De paradijswida's leggen in series van drie opeenvolgende dagen een ei in het nest van de gastouders. De gastouders moeten dus al aan het broeden zijn op het moment dat de wida pop haar ei kwijt moet.
De huisvesting van de soort moet dus hoofdzakelijk afgestemd zijn op de wensen van de gastoudersoort. Dan moeten de paradijswida's in broedstemming gebracht worden, synchroon lopend aan het kweekseizoen van de gastouders.
De voeding is, behalve bij de gastouders, ook van belang om de wida's in stemming te krijgen voor de voortplanting.
Kijk hiervoor ook bij de huisvesting en voeding, zoals eerder beschreven in dit artikel.

 

Bij de sociale eigenschappen van deze soort, is het punt al aangekaart dat deze soort eieren kapot kan pikken van andere vogels. Dit gedrag is echter zeer goed te verklaren en zelfs een goed teken. De wida's, behorende tot de groep van Vidua–wida's, zijn parasitaire wida's. Dit houdt in dat de pop van deze wida haar ei legt in het nest van een gastouder. Dit doet ze in een nest waarin de gastouder zelf die dag een vers ei gelegd heeft.
De wida pop legt haar ei hierbij zodat ze ervan gegarandeerd is, dat de broedduur voor haar gelegde ei, lang genoeg is voor het embryo om uit te komen. De wida pop pikt het ei stuk van de gastouder om ervoor te zorgen dat haar ei meer overlevingskansen heeft en genoeg voer zal krijgen als het eenmaal uitgekomen is.
Dit gedrag doet denken aan dat van de koekoek (Cuculus canorus), waarbij de volwassen vogel haar ei legt in het nest van een pleegouder. De jongen van de koekoek gooien de jongen van de pleegouder uit het nest, om zo zelf de maximale kans te hebben om groot te komen. De wida's wijken hier van af, aangezien de jonge wida's de overige nestjongen ongemoeid laten.
De wida pop pikt het ei, dat ze in het nest van de pleegouders (waardvogels) aantreft als ze haar ei wil gaan leggen, stuk. Het kost de waardvogels doorgaans dus een enkel ei.

 

Als de jonge wida's uitkomen, tot zelfs na het uitvliegen, lijken de jonge wida's sprekend op de jongen van de waardvogels. Toch zijn ze wel te herkennen. De jonge wida's hebben over het algemeen een iets donkerdere huidskleur. Naast de huidskleur is ook de bektekening (de papillen) een kenmerk dat de soort doet onderscheiden van diens waardvogels.

 

Het geslacht is bij net uitgevlogen vogels moeilijk te bepalen. De mannen “staan” meer, waar de poppen wat “doorgezakt” op de zitstokken zitten. Dit is meer richtlijn dan regel. Geduld of sexen met behulp van DNA–gebruik is de enige oplossing voor en geslachtsbepaling met absolute zekerheid.
De jonge mannen komen pas na twee jaar in een gevorderd prachtkleed. De poppen schijnen na een jaar al geslachtsrijp te zijn. Dit in tegenstelling dus tot de mannen.

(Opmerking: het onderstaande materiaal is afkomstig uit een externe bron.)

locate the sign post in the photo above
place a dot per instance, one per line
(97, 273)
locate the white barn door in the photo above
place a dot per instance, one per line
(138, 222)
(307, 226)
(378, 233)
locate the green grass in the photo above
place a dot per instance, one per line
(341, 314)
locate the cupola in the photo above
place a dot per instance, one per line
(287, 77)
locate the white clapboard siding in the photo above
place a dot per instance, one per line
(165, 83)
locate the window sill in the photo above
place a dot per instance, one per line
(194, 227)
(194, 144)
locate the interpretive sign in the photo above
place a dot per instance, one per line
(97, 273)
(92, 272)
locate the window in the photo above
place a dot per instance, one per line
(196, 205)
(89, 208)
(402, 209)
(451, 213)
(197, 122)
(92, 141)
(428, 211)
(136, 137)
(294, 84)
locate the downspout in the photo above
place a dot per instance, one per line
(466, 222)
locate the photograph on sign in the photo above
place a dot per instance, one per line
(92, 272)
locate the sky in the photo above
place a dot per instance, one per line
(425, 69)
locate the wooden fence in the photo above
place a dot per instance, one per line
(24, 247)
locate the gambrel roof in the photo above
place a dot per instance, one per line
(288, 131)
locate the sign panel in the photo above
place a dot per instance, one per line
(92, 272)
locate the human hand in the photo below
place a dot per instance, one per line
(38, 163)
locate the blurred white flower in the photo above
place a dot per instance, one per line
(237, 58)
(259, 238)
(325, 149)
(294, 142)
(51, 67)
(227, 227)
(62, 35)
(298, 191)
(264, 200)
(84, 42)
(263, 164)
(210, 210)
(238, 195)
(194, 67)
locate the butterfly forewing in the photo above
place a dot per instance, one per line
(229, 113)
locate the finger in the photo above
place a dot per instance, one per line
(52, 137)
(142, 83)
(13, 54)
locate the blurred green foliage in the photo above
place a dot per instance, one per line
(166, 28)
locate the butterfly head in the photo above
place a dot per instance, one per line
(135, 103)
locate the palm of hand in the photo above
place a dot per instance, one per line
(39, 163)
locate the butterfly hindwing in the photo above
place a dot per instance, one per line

De vogels kunnen geringd worden met ringmaat 2.5, op de vijfde dag na het uitkomen.

 

Het kweken met deze wida's is alles behalve makkelijk, maar zal een uitdaging vormen voor iedere gevorderde kweker. Een kweek met vallen en opstaan, maar één die zeer veel voldoening zal geven als deze slaagt.

 

* Naam van de eerste auteur die deze vogelsoort een wetenschappelijke naam gaf, en het jaar waarin dat gebeurde.
Is de eerste wetenschappelijke naam nadien gewijzigd, dan staat de auteursnaam en het jaartal tussen haakjes.